在random_device和seed_seq之间决定为多个随机数序列生成种子 [英] Deciding between random_device and seed_seq to generate seeds for multiple random number sequences

查看:134
本文介绍了在random_device和seed_seq之间决定为多个随机数序列生成种子的处理方法,对大家解决问题具有一定的参考价值,需要的朋友们下面随着小编来一起学习吧!

问题描述

编写要求多个独立随机数分布/序列的代码(下面的示例有两个)时,似乎有两种实现(伪)随机数生成的典型方法.一种是简单地使用random_device对象为两个独立的引擎生成两个随机种子:

std::random_device rd;
std::mt19937 en(rd());
std::mt19937 en2(rd());
std::uniform_real_distribution<> ureald{min,max};
std::uniform_int_distribution<> uintd{min,max};

另一个涉及使用random_device对象使用多个随机性来源"创建seed_seq对象:

// NOTE: keeping this here for history, but a (hopefully) corrected version of
// this implementation is posted below the edit
std::random_device rd;
std::seed_seq seedseq{rd(), rd(), rd()}; // is there an optimal number of rd() to use?
std::vector<uint32_t> seeds(5);
seedseq.generate(seeds.begin(), seeds.end());
std::mt19937 en3(seeds[0]);
std::mt19937 en4(seeds[1]);
std::uniform_real_distribution<> ureald{min,max};
std::uniform_int_distribution<> uintd{min,max};

在这两种方法中,有没有首选的方法?为什么?如果是后者,是否在生成seed_seq对象时使用了最佳数量的random_device源"?

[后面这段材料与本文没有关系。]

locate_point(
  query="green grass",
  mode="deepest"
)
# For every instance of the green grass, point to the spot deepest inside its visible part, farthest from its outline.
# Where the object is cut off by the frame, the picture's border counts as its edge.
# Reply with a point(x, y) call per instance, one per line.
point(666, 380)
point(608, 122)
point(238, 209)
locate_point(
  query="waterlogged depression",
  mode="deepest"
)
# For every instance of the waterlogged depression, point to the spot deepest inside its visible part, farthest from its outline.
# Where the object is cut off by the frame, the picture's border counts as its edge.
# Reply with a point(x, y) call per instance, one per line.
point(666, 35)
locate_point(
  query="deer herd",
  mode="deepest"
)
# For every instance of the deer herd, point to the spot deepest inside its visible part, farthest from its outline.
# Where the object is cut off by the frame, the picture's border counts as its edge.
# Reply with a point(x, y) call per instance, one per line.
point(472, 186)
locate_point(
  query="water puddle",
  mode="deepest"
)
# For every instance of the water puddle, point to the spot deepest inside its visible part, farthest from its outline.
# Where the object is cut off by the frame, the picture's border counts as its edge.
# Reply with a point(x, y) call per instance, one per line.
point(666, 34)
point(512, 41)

是否有比我上面概述的这两种实现更好的方法来生成随机数?

谢谢!


编辑

(希望)对多个发行版的seed_seq实现的修正版本:

std::random_device rd;
std::seed_seq seedseq1{rd(), rd(), rd()}; // is there an optimal number of rd() to use?
std::seed_seq seedseq2{rd(), rd(), rd()};
std::mt19937 en3(seedseq1);
std::mt19937 en4(seedseq2);
std::uniform_real_distribution<> ureald{min,max};
std::uniform_int_distribution<> uintd{min,max};

解决方案

std::seed_seq通常用于如果您不信任默认实现来正确初始化所用引擎状态的情况.

在许多≥C++ 11实现中,std::default_random_enginestd::mt19937的别名,这是Mersenne Twister伪随机数生成算法的特定变体. 查看std::mt19937 的规范,我们发现它具有一个大小为624个无符号整数的状态,该状态足以容纳打算包含的19937位状态(这就是它获得名称的方式).传统上,如果仅使用单个uint32_t值作为种子(如果rdstd::random_device对象,则只需调用一次rd()即可得到),那么您将剩下大部分状态未初始化.

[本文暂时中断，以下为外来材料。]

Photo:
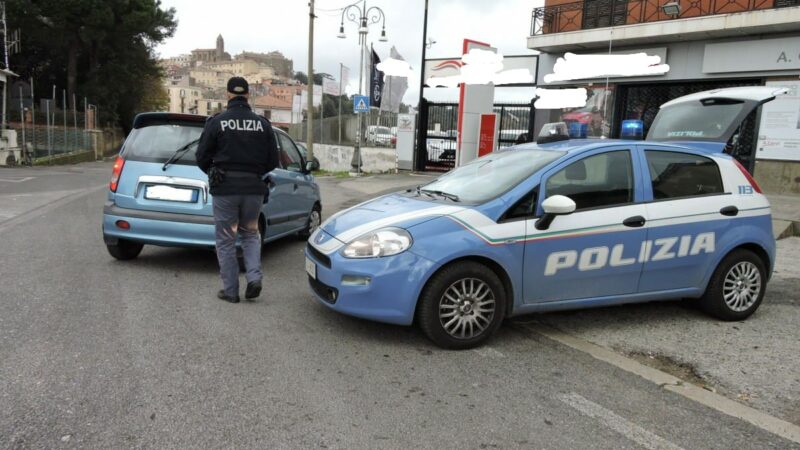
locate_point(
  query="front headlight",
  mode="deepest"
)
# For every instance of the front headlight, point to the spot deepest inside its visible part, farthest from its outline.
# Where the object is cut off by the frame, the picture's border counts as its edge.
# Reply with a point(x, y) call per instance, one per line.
point(384, 242)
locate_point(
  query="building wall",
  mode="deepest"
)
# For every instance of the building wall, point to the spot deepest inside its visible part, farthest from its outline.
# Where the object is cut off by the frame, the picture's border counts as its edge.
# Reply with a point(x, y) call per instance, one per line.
point(570, 17)
point(191, 99)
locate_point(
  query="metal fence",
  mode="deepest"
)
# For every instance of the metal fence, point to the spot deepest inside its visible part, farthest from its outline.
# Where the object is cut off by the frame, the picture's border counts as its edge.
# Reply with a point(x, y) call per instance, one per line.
point(44, 141)
point(441, 133)
point(52, 126)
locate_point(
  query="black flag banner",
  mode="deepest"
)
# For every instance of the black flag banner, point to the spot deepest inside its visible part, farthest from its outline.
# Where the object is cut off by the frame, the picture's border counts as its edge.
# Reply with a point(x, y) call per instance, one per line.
point(375, 82)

现在,对于任何担心它们的种子低劣的梅森·Twister引擎的人来说,一个好消息是,如果您使用单个uint32_t值(如std::default_random_engine engine{rd()};)构造一个std::mt19937,则需要初始化实现状态的其余部分通过置换原始种子值来进行,因此,一次调用rd()会产生有限范围的实际不同引擎状态,但至少适当地初始化引擎还是足够的.这将产生良好的品质".随机数生成器.

但是,如果出于加密原因(尽管注意std::mt19937本身不是加密安全的原因)或出于统计原因而担心引擎未正确植入种子,则可以使用std::seed_seq手动使用rd()填写每个值来指定整个状态,以便您可以相对肯定地确保引擎已正确播种.

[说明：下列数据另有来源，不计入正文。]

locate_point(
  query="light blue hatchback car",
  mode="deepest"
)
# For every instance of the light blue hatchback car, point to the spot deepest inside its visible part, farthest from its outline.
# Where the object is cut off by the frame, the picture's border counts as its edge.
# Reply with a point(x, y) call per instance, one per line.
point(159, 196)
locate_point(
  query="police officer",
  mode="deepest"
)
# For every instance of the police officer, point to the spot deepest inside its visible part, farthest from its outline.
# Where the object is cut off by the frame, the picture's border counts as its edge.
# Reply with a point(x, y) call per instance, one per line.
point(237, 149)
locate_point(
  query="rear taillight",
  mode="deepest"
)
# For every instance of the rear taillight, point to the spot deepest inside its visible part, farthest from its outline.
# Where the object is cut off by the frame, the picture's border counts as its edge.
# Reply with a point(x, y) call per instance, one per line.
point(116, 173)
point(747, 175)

对于临时使用或在不需要严格获得高质量随机数的情况下,只需调用一次std::random_device::operator()即可初始化.

如果要使用std::seed_seq,请确保正确设置(至少对于std::mt19937而言,原始代码中的示例绝对不正确,与使用rd()!). 这篇有关CodeReview的帖子包含经过正确审查的代码.

对于Mersenne Twister的预定义模板,状态大小始终为19968位,这略大于其实际所需的大小,但也是可以使用uint32_t值完全代表范围的最小值.这可以算出每个32位的624个 Words .因此,如果您打算使用种子序列,则可以通过对rd():

的624次调用来正确初始化它

//Code copied from https://codereview.stackexchange.com/questions/109260/seed-stdmt19937-from-stdrandom-device
std::vector<uint32_t> random_data(624);
std::random_device source;
std::generate(random_data.begin(), random_data.end(), std::ref(source));
std::seed_seq seeds(random_data.begin(), random_data.end());
std::mt19937 engine(seeds);
//Or:
//std::mt19937_64 engine(seeds);

如果使用的是非标准实例化std::mersenne_twister_engine,则可以通过将state_size乘以word_size然后除以32来查询特定情况所需的状态大小.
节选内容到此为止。